The person on the other end of the line asked, “how many miles do I have on the car?”  I replied, 21,000.  She said come back when you have 23,000 miles.  I will not report what I said. #$%^&*  To the person I was talking to I stated, “so let me get this straight.  I shouldn’t believe the car which tells me I need servicing, I should not believe the dealership who said every 7000 miles, I can’t believe the sticker the service department put on my car at the last service appointment.”  Can you tell me why I get these nasty grams  by email telling me I need servicing when you won’t schedule an appointment?  Answer: no, we will tell you when you need servicing.  ARE YOU KIDDING ME?  Am I going to get a personal phone call?
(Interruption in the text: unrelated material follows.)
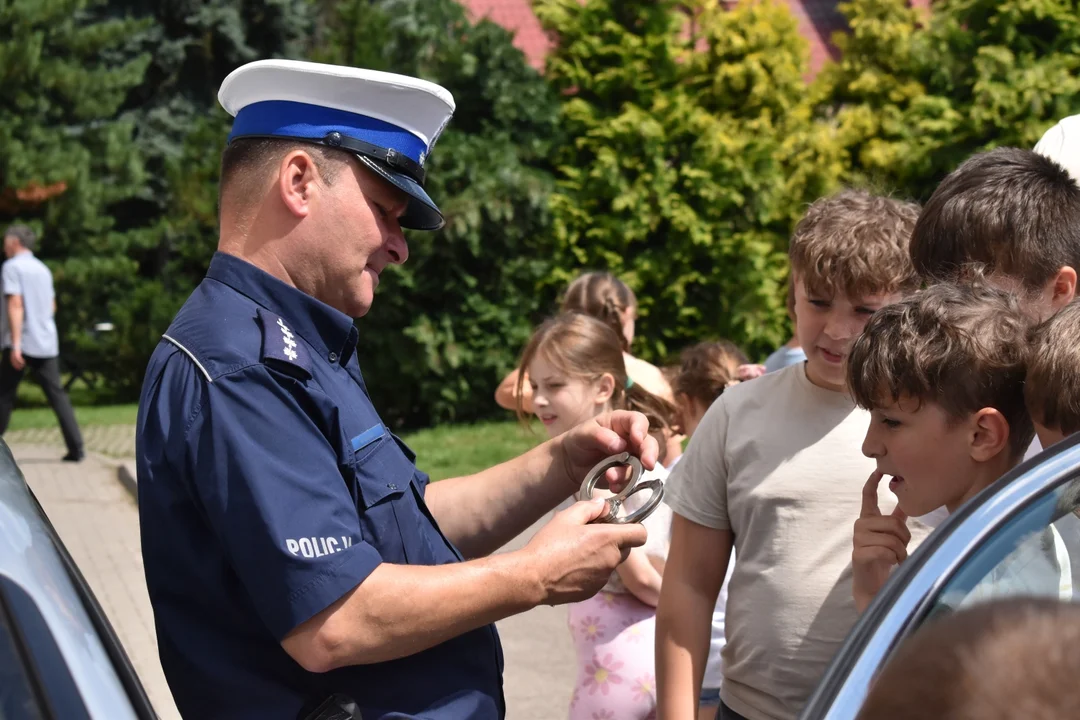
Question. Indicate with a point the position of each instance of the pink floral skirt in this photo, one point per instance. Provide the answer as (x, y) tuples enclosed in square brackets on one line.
[(613, 635)]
So, I can’t make an appointment in person, I can’t believe emails I get, I can’t count on the sticker put on my car from the last appointment, and I can’t believe the car which keeps telling me I am overdue for servicing.  And I am supposed to be enamored with technology? Give me a break!

So, I left, angry, disappointed, and frustrated by the technology gods.  I then went to get my car washed.  Two places had big machines, a gate, and nobody to help me figure out how to get my car washed at the price I am willing to pay.  I backed out of both places since I wasn’t sure what package I would be buying, and nobody was out front to help me.  I didn’t want to pull forward and get soaked, literally and figuratively.

So, I went to the pharmacy I have used for 15 years.  They have all my records and have been great to deal with.  New procedure! I can’t walk up to the counter, retrieve my prescription, pay, and walk out.  I have to sign in and they will call me.  There were only two of us there, neither knew of this new procedure.  The person working the counter could see us.  I finally asked, can I just get my prescription and leave?  No sir, you have to sign in.

Not to cause a scene with my insides burning up with disbelief, and the third encounter with technology in an hour, I went home to contemplate (and kick something)…how I can register my resistance to being driven by technology that won’t get me arrested.  The scene from ‘Father of the Bride’ where Steve Martin started tearing hot dog buns out of the package did occur to me! Of course, he landed in jail.

I feel like I was born on another planet. I don’t know which one, but it wasn’t this one. Am I alone?